I believe in seeking this worldwide goal of educating not only the big investors and the government, but the unshortened population well-nigh the importance of joining this fight, as we all suffer from the consequences of climate change. Every time we dethrone and harm nature, we moreover suffer the consequences. The issues of drought, floods and wildfires are evident. Torrential rains harm cities not only in Brazil, but outside the country as well. I think that’s what we need to show and strive for – to educate others.
Watch, read, listen
FORTUNE TELLER: A big read in the Financial Times looked into the science of forecasting overly increasingly lattermost weather.
‘SEQUESTERING CARBON’: The latest podcast from Outrage and Optimism answers questions virtually the role of restoring seaweed, seagrass and mangroves in capturing carbon.
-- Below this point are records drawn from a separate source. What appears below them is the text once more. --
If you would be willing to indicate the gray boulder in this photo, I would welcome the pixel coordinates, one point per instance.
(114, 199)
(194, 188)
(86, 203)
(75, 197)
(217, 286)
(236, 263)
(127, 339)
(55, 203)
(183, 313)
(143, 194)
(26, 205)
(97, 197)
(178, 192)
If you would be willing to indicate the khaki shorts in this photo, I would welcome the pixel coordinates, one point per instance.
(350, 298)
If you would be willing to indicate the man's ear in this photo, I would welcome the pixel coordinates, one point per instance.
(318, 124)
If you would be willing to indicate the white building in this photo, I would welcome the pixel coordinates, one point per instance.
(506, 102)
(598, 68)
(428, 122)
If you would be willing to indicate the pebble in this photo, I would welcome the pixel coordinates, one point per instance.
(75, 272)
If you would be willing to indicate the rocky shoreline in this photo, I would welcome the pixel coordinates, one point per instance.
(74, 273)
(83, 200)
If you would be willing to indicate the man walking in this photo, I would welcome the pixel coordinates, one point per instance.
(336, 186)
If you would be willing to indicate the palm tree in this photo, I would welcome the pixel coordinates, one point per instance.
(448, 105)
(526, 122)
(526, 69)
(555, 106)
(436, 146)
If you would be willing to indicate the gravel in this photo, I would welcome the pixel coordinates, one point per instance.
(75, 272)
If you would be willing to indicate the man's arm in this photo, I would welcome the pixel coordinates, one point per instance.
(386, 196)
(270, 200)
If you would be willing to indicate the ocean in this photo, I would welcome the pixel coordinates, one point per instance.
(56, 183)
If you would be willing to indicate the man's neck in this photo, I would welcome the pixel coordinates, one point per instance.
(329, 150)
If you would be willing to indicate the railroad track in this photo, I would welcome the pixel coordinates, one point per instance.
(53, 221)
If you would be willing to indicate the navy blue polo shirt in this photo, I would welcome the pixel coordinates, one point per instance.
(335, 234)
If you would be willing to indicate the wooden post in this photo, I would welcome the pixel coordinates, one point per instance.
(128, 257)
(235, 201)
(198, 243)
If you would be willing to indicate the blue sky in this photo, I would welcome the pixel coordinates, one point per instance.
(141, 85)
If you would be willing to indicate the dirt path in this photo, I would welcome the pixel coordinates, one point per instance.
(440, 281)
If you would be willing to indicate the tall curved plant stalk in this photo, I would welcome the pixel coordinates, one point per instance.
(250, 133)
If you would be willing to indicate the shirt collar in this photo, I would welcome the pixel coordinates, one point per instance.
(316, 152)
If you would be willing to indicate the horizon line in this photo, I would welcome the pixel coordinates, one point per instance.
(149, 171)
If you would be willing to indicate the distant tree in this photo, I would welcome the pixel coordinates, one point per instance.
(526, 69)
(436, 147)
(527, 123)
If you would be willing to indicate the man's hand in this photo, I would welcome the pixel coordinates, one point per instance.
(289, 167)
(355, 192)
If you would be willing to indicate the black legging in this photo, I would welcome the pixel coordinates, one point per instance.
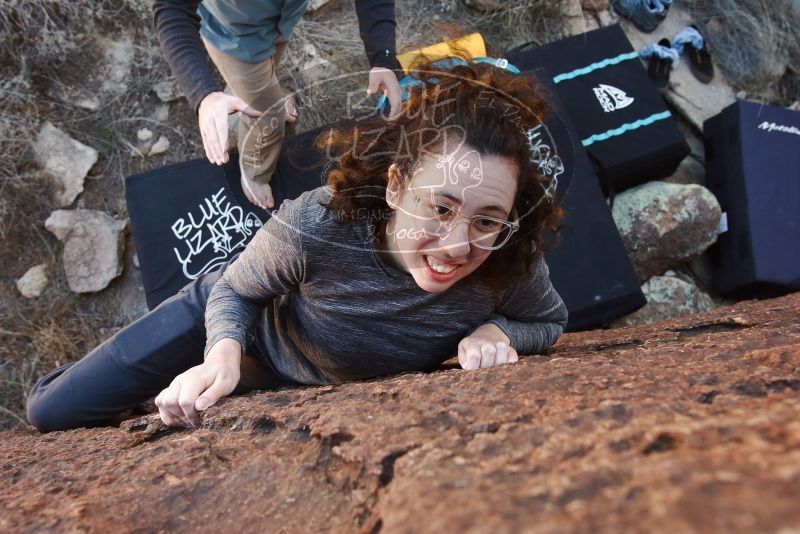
(134, 365)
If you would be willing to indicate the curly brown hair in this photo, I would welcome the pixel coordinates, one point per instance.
(493, 109)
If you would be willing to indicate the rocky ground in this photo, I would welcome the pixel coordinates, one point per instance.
(87, 99)
(689, 425)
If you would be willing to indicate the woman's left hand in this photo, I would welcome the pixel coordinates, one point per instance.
(487, 346)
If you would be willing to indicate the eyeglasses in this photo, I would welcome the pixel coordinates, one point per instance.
(487, 233)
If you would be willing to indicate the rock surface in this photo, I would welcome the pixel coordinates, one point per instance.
(34, 281)
(65, 160)
(664, 224)
(119, 53)
(694, 100)
(93, 246)
(160, 146)
(594, 5)
(688, 425)
(167, 90)
(667, 296)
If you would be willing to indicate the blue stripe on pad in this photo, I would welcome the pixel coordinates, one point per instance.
(626, 128)
(595, 66)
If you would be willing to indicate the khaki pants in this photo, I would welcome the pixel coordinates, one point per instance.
(259, 140)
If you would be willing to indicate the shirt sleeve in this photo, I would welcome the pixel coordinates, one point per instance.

CO2 EXPLOSIONS: An Instagram video explainer from NPR examined the safety risks associated with CO2 pipelines in the US.
Coming up
- 4-9 August: Amazon Dialogues and Summit, Belém, Brazil
- 9 August: International Day of the World’s Indigenous Peoples
- 11 August: UK Office of National Statistics releases climate transpiration insights
Pick of the jobs
- Post Script Media, climate technology reporter | Salary: $65,000-$85,000. Location: Remote (US eastern time zone)
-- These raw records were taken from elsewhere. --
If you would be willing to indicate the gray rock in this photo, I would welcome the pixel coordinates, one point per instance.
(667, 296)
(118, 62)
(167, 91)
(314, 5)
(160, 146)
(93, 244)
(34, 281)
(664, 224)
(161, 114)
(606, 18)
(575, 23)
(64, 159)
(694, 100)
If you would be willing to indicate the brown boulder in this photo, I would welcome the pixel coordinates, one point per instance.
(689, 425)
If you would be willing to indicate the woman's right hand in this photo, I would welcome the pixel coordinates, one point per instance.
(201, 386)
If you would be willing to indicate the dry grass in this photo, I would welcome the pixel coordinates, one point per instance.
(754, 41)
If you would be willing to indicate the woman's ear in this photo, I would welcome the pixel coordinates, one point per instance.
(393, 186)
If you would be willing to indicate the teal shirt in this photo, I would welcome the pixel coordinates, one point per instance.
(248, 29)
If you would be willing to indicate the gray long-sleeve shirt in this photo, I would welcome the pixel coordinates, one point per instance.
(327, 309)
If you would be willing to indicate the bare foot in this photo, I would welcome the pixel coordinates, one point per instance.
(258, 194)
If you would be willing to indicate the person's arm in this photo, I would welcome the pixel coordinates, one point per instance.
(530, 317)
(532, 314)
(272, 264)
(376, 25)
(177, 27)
- Tesco, insight executive, sustainability | Salary: Unknown. Location: Welwyn Garden City, England
- The Nature Conservancy, communications specialist (oceans) | Salary: Unknown. Location: Jakarta, Indonesia
- The i newspaper, environment correspondent | Salary: Unknown. Location: London
DeBriefed is written in rotation by Stat Brief’s team and edited by Daisy Dunne. Please send any tips or feedback to debriefed@carbonbrief.org
The post DeBriefed 4 August 2023: UK to ‘max out’ oil and gas; South America winter heatwave; How Indigenous women fight Amazon fires appeared first on Carbon Brief.